Aquaculture is also known to be the main reason for deadly conflicts between big-time fishpond operators and small fishermen. The Laguna de Bay “war” between fish pen owners and small fishermen from the towns that ring Southeast Asia’s largest freshwater lake is an example. Until order was restored in the late 1980s, there were reports of killings in which the small fishermen often ended up as victims of armed guards in the employ of big fish pen operators in the bay.

Aquaculture is likewise pinpointed as the culprit in the rapid disappearance of the country’s mangrove resources. In the mad rush to join a proven moneymaker, many enterprising individuals, with the connivance mainly of local officials, have taken over mangroves and converted them into fishponds to raise bangus and shrimps. As a result, the country’s mangrove resources have shrunk from 450,000 has to just 150,000 has today.

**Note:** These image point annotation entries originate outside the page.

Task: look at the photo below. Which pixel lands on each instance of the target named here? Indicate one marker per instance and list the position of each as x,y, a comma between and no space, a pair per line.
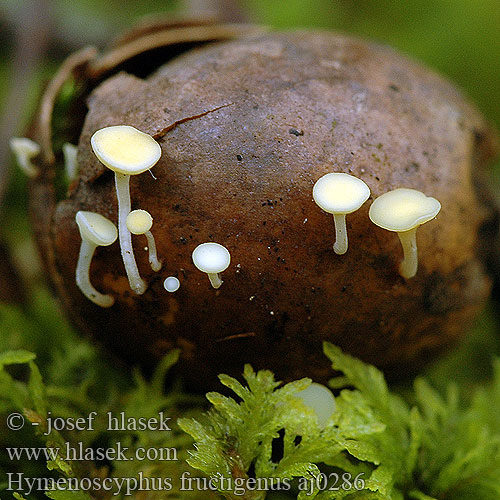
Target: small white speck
171,284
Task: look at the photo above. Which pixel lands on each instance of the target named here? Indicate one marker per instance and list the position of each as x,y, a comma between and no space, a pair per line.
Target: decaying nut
246,127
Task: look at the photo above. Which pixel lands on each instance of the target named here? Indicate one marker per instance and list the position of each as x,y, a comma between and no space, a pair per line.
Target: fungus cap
171,284
211,257
403,209
125,150
139,221
96,228
340,193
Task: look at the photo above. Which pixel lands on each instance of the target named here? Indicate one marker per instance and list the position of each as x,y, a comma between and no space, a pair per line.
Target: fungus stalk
341,244
215,280
126,151
122,183
402,211
340,194
409,265
140,222
87,250
95,230
212,258
153,256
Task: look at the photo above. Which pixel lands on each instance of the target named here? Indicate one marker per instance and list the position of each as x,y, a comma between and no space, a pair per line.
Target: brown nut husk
246,127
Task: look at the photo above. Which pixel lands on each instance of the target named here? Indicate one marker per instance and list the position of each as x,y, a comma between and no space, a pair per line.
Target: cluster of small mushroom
401,210
127,151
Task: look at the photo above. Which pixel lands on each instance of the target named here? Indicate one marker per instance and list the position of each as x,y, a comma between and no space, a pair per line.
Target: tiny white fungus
171,284
140,222
320,399
212,258
95,231
403,211
340,194
25,150
126,151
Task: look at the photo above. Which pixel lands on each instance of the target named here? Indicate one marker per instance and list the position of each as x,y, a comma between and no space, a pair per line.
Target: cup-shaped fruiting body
140,222
212,258
70,152
340,194
403,210
95,231
171,284
126,151
320,399
25,150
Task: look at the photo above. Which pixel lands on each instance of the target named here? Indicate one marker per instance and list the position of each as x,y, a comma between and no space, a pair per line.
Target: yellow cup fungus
171,284
403,210
126,151
95,230
340,194
212,258
320,399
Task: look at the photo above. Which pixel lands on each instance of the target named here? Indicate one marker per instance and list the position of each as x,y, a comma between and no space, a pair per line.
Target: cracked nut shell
246,127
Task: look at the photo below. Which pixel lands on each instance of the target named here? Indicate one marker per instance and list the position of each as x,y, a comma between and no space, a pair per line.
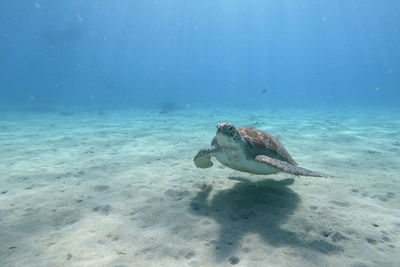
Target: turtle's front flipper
203,158
287,167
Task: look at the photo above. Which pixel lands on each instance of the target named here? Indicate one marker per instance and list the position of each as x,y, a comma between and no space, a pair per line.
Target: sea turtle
249,150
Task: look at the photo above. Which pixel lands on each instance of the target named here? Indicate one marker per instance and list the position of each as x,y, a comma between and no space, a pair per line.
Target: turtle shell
262,143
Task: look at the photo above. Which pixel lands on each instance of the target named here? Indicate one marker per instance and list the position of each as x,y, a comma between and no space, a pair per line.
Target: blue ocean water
115,53
105,104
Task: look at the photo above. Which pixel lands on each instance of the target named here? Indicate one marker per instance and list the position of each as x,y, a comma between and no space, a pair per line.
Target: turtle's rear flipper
203,159
287,167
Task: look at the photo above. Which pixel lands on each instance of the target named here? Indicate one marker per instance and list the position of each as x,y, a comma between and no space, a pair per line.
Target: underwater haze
109,108
307,53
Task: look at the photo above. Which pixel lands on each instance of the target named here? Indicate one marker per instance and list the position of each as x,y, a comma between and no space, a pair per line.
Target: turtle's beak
225,128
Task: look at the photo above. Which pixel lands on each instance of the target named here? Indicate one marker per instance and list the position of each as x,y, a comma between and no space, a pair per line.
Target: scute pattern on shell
261,143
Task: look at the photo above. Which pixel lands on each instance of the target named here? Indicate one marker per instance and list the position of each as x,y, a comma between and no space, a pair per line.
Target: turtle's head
227,133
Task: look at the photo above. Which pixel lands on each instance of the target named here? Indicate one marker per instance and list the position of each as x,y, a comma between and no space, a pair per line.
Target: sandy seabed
119,188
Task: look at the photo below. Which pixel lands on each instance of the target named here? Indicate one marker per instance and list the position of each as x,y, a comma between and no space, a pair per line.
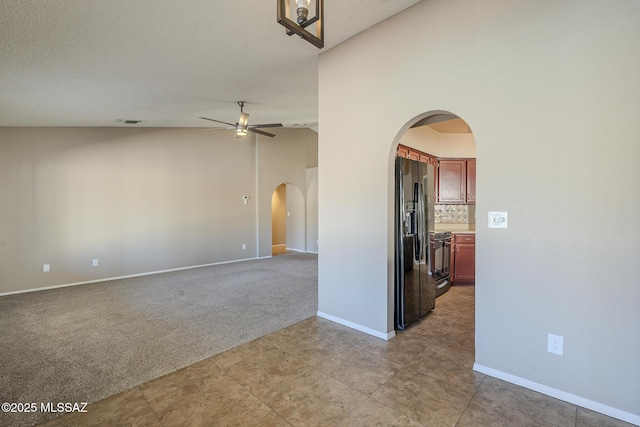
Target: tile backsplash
454,214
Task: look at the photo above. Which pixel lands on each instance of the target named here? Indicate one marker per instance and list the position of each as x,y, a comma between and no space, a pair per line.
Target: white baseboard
106,279
559,394
357,327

Mangroves are deemed vital in preserving the country’s ecosystem. They protect the coastlines from erosion, filter out silt that would have choked coral reefs and provide spawning grounds for fish and nesting areas for birds and animals. But human greed is so overpowering that until now mangroves continue to be destroyed to make way for aquaculture. Just recently, concerned environ­mentalists and officials said they were shocked to discover that more than 200 has of deforested mangrove in Quezon town in southern Palawan had been destroyed and converted into fishponds.

These and many other examples have raised alarm among concerned sectors and research institutions. They warn that unabated and uncontrolled growth of aquaculture, powered mainly by human greed, could hasten the downfall of the Philippines as a fishing wonderland.